A sub-1M-parameter, byte-level language model whose individual facts you can create, read, update, and delete one at a time — with provable per-edit locality — and that abstains when it isn't confident which fact you mean, instead of guessing. Runs on CPU, offline.
Status: research prototype. Everything here is small-scale and honestly scoped (see Caveats). It is a clean, reproducible demonstration — not a production system and not a state-of-the-art result.
Each fact lives in its own addressable atom (one column of an additive decoder). A prompt is routed to a fact by a frozen sentence embedding (so paraphrases reach the same fact), and the routed atom contributes the answer.
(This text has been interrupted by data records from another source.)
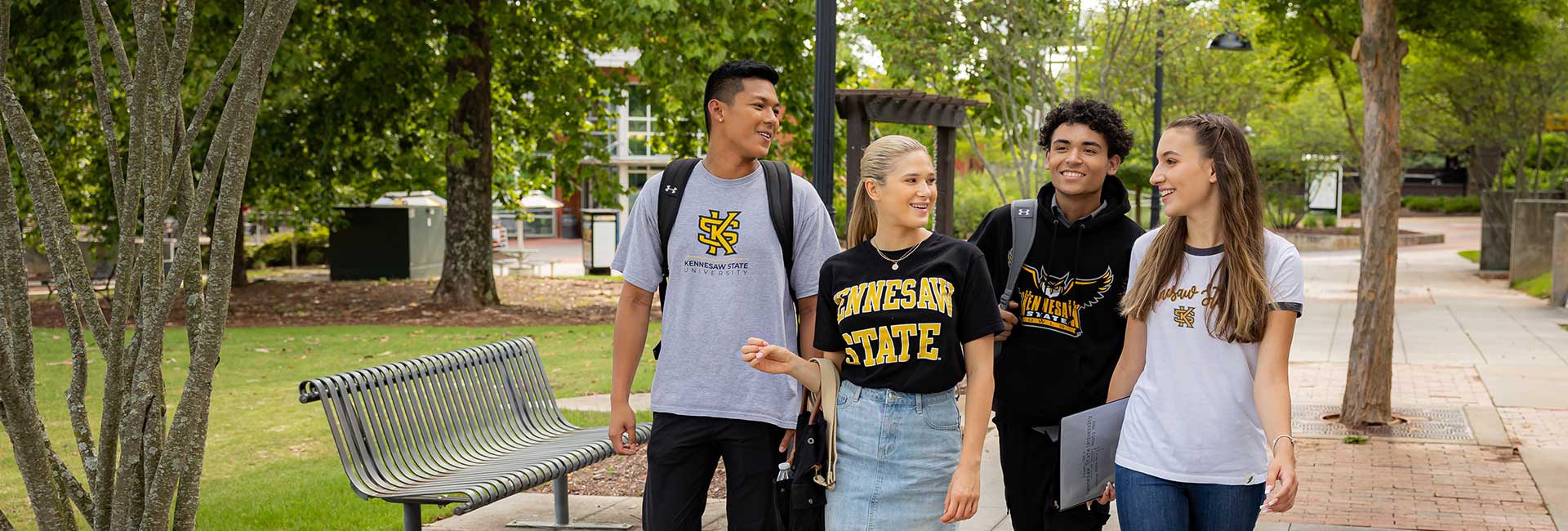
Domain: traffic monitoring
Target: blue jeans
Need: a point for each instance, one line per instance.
(898, 455)
(1148, 503)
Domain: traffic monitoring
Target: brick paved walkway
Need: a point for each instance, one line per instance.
(1414, 486)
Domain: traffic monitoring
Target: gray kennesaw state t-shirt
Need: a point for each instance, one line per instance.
(726, 284)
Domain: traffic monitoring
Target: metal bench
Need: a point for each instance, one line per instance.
(470, 426)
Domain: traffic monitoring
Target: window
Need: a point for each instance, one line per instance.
(640, 121)
(603, 127)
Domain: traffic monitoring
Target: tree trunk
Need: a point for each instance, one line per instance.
(240, 262)
(1486, 163)
(1370, 379)
(466, 268)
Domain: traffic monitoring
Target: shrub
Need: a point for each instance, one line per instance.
(1351, 204)
(974, 196)
(311, 246)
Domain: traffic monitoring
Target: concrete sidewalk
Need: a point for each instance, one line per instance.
(1494, 358)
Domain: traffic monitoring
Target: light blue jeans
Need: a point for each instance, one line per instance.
(898, 455)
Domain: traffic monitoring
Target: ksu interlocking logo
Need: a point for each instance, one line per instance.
(717, 230)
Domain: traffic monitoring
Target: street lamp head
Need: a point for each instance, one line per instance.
(1232, 41)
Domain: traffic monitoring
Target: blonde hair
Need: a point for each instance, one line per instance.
(1241, 309)
(875, 167)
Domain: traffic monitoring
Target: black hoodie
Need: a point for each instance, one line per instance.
(1063, 350)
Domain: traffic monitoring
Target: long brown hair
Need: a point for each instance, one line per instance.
(1242, 304)
(875, 165)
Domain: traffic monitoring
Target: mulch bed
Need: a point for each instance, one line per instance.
(526, 301)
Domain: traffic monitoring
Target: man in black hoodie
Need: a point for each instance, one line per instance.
(1063, 324)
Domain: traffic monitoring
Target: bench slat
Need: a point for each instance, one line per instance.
(468, 426)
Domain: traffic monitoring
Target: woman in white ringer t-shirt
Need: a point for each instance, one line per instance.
(1211, 309)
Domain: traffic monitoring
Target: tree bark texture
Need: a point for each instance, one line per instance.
(1370, 378)
(466, 276)
(138, 475)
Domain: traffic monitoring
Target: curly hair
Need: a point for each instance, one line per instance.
(1098, 116)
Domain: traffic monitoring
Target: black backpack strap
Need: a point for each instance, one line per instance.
(782, 208)
(1022, 215)
(670, 189)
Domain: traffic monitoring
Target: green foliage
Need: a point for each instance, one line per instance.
(1460, 204)
(1423, 203)
(264, 445)
(1539, 287)
(274, 252)
(974, 198)
(1285, 190)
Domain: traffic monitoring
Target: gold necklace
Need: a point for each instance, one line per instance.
(901, 259)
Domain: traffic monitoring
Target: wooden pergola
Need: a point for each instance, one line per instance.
(862, 107)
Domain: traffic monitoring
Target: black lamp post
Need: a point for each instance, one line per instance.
(822, 91)
(1223, 41)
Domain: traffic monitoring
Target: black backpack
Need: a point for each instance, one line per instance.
(782, 208)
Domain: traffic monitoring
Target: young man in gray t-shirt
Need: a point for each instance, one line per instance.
(726, 284)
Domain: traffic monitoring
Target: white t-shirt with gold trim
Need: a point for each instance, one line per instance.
(1192, 417)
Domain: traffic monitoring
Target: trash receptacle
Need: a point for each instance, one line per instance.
(601, 235)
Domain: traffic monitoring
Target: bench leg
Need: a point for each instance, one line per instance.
(412, 519)
(562, 510)
(564, 519)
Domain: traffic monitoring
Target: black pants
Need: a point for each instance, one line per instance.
(1031, 474)
(683, 455)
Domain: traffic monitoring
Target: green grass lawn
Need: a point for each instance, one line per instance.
(1539, 287)
(270, 461)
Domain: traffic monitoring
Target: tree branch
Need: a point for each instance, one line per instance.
(192, 414)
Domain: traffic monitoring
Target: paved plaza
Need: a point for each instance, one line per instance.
(1481, 368)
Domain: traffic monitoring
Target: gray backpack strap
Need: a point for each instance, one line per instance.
(1022, 239)
(1022, 216)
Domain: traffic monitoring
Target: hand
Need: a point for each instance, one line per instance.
(623, 422)
(1009, 322)
(768, 358)
(784, 445)
(1280, 484)
(1104, 498)
(963, 495)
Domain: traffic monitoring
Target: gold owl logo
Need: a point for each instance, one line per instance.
(717, 230)
(1056, 303)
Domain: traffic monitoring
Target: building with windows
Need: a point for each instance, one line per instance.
(632, 158)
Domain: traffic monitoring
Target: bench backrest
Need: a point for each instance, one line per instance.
(433, 414)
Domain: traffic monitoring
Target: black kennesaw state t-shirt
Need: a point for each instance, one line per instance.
(905, 329)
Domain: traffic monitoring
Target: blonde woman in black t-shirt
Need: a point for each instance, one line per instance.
(905, 314)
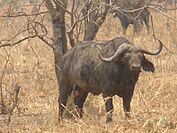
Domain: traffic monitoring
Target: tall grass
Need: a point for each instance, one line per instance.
(31, 66)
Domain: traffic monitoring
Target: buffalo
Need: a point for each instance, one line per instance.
(109, 67)
(132, 12)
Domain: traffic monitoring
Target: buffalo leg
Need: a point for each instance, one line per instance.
(109, 107)
(126, 104)
(64, 91)
(79, 99)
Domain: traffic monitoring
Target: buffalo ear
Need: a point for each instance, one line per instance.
(147, 65)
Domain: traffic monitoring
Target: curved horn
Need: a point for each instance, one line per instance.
(157, 51)
(119, 51)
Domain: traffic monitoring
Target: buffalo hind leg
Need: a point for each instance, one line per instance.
(126, 104)
(109, 107)
(64, 92)
(79, 99)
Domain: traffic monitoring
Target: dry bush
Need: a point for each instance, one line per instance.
(31, 66)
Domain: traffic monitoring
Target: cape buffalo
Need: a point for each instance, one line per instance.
(132, 12)
(108, 67)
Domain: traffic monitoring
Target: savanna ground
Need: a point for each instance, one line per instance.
(30, 65)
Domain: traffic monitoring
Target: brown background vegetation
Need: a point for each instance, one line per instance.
(31, 66)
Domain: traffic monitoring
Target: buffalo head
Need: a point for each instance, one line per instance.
(133, 57)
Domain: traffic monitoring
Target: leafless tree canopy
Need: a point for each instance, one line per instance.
(63, 23)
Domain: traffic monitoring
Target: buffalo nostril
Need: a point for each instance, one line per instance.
(136, 68)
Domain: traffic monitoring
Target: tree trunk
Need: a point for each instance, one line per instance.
(59, 32)
(95, 19)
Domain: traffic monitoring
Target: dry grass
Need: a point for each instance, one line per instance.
(31, 66)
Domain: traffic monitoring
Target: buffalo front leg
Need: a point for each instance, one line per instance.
(79, 99)
(64, 91)
(109, 107)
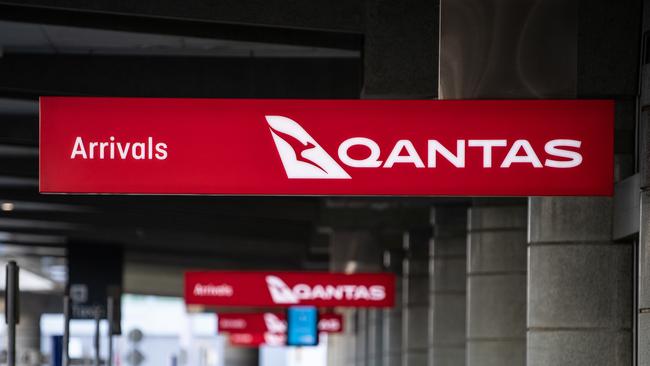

Because facts are disjoint columns:
- UPDATE a fact = swap one decoder column (no retraining).
- DELETE a fact = zero its atom (others provably untouched).
- CREATE a fact = allocate a fresh atom.
- Locality is structural: editing fact A cannot change fact B's output (given no routing collision).
- Abstention: the routing confidence margin (top-1 minus top-2) is a calibrated "I don't know which fact you mean" signal — the model refuses low-confidence queries.
# 1) deps (CPU-only; sentence-transformers pulls all-MiniLM-L6-v2 on first run)
pip install -r requirements.txt
# 2) try the demo (routes a prompt, answers, or abstains; edits/deletes are live)
python demo.py --demo
python demo.py --prompt "the country of the Eiffel Tower, its capital is "
python demo.py --prompt "The capital of France is " --edit France=Lima
python demo.py --prompt "best pizza topping?" # -> ABSTAIN (out of scope)The router uses sentence-transformers/all-MiniLM-L6-v2 out of the box — no local paths or
private packages required. Two optional environment variables exist for advanced use:
YAZ_EMBEDDER_PATH (point at an alternative Embedder package; the bundled MiniLM is used if unset)
and YAZ_TINYSTORIES_DIR (a TinyStories corpus, only needed for the optional bits-per-character
side-checks).
A trained checkpoint (checkpoints/yaz_gen_semantic_v2.pt) ships with the repo; retrain with
python scripts/train_gen.py configs/semantic_v2.json.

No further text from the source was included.